Hi,

I've attached an updated version of the patch against master with the changes
suggested.

On Tue, Nov 29, 2022 at 10:03 PM Michael Paquier <mich...@paquier.xyz> wrote:
>
> On Thu, Oct 06, 2022 at 04:08:45PM +0900, Michael Paquier wrote:
>>
>>  There may be something I am missing here, but there is no need to care
>> about segments with a TLI older than lastcommontliIndex, no?

Hard to say. pg_rewind is intended to make the same "copy" of the cluster which
implies pg_wal/ should look the same.
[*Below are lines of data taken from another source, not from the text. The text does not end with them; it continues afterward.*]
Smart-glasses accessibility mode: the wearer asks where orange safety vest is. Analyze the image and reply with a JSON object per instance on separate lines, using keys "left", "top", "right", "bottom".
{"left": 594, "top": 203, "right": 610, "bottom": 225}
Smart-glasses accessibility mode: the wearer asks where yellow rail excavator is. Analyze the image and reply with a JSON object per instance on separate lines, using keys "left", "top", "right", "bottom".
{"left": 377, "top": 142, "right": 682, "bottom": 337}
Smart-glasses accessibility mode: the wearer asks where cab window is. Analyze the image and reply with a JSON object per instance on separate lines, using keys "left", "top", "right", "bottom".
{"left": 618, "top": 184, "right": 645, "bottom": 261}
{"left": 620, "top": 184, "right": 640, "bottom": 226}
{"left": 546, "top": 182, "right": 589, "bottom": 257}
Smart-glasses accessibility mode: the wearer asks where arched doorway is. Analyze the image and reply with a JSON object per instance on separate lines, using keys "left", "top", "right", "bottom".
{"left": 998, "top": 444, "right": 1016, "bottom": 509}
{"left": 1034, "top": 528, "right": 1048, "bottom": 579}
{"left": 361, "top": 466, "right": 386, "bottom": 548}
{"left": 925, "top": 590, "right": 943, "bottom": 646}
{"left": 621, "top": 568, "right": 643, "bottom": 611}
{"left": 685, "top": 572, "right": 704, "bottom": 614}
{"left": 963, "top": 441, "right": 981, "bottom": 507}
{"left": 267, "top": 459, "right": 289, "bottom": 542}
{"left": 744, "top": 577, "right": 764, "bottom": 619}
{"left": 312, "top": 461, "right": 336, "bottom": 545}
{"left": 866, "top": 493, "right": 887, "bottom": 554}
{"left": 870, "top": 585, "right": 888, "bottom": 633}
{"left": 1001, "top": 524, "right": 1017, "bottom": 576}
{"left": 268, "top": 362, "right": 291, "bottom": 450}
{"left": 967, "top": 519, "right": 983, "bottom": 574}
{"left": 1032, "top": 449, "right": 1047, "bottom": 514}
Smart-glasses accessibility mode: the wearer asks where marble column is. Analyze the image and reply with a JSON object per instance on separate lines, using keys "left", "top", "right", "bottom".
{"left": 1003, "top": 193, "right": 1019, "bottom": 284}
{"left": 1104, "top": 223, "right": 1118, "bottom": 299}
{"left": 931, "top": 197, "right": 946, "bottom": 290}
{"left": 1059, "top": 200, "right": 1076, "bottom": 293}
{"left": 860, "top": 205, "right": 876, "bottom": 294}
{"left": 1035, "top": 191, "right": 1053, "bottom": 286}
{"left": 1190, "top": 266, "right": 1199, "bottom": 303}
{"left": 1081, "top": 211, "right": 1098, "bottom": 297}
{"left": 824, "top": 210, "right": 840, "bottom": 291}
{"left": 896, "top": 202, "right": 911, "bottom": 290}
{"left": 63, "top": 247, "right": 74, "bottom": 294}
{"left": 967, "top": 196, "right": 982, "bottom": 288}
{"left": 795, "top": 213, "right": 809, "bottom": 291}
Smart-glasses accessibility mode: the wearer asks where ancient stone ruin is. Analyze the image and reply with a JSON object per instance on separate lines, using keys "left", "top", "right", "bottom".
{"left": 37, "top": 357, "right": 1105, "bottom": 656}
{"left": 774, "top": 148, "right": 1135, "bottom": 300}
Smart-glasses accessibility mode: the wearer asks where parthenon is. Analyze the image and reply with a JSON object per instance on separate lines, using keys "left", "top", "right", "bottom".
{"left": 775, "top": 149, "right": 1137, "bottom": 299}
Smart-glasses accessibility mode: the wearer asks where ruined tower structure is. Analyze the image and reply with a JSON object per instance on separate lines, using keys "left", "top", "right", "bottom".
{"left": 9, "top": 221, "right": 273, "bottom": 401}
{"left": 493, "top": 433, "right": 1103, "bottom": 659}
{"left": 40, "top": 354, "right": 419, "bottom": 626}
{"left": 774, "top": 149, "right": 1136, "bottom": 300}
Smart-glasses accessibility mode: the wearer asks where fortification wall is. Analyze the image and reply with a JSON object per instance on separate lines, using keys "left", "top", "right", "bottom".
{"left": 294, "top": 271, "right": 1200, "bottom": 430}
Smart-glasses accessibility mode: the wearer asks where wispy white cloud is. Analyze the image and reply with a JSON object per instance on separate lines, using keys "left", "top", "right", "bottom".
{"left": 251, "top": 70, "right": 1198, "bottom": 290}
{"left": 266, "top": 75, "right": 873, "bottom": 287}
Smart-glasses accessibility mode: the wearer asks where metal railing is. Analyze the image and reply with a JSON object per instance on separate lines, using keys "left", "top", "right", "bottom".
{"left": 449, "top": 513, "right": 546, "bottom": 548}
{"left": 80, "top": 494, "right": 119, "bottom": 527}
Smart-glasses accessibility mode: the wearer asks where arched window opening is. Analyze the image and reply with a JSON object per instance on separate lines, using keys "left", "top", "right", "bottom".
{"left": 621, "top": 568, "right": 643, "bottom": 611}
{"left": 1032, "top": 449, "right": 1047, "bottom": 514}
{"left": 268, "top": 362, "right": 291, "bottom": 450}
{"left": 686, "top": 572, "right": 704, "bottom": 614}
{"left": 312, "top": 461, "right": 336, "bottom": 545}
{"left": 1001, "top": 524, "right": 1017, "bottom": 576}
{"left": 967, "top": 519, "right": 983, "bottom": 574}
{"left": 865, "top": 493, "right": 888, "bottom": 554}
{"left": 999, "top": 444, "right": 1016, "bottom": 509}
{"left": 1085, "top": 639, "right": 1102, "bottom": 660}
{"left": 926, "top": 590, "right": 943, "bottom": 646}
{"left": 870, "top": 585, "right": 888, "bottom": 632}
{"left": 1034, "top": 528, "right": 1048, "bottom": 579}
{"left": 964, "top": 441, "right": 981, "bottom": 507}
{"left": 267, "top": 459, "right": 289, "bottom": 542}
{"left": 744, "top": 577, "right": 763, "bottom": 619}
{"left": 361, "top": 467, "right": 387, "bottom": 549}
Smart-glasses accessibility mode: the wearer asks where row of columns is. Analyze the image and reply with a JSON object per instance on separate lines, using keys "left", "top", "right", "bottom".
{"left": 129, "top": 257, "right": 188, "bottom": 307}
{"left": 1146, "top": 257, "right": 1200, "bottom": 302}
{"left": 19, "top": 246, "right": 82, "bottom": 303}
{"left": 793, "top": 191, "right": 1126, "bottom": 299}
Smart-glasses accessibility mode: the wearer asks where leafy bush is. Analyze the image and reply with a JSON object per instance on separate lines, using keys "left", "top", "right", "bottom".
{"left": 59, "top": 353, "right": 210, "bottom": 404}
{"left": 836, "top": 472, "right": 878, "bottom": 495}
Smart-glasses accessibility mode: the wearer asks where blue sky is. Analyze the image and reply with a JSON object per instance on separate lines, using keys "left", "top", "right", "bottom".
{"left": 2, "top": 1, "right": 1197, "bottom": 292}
There might be use cases around logical
replication where you would want these WAL files to still exist even
across promotions?

>> decide_wal_file_action() assumes that the WAL segment exists on the
>> target and the source.  This looks bug-prone to me without at least an
>> assertion.

>From previous refactors there is now an Assertion in filemap.c
decide_file_action that handles this.

> Assert(entry->target_exists && entry->source_exists);

decide_wal_file_action is called after the assertion.

Thanks,

--
John Hsu - Amazon Web Services
From 1825113812381f52c52e74a3e0e3e4c519f218bc Mon Sep 17 00:00:00 2001
From: John Hsu <johnyvr@gmail.com>
Date: Tue, 1 Jul 2025 18:05:37 +0000
Subject: [PATCH] Avoid copying WAL segments before divergence to speed up
 pg_rewind

Adds a conditional check to avoid unnecessarily copying any
WAL segment files from source to target if they are common
between both servers before the point of WAL divergence
during pg_rewind. On the source server, each WAL file's.
All WAL files that exist on source and target, which fall
before the segment of the first diverged LSN can safely be
skipped from copying to the target.
---
 src/bin/pg_rewind/filemap.c                   | 40 ++++++++++++++++--
 src/bin/pg_rewind/filemap.h                   |  9 +++-
 src/bin/pg_rewind/pg_rewind.c                 | 41 +++++++++++++++++++
 src/bin/pg_rewind/pg_rewind.h                 |  2 +
 src/bin/pg_rewind/t/008_min_recovery_point.pl | 18 +++++++-
 5 files changed, 104 insertions(+), 6 deletions(-)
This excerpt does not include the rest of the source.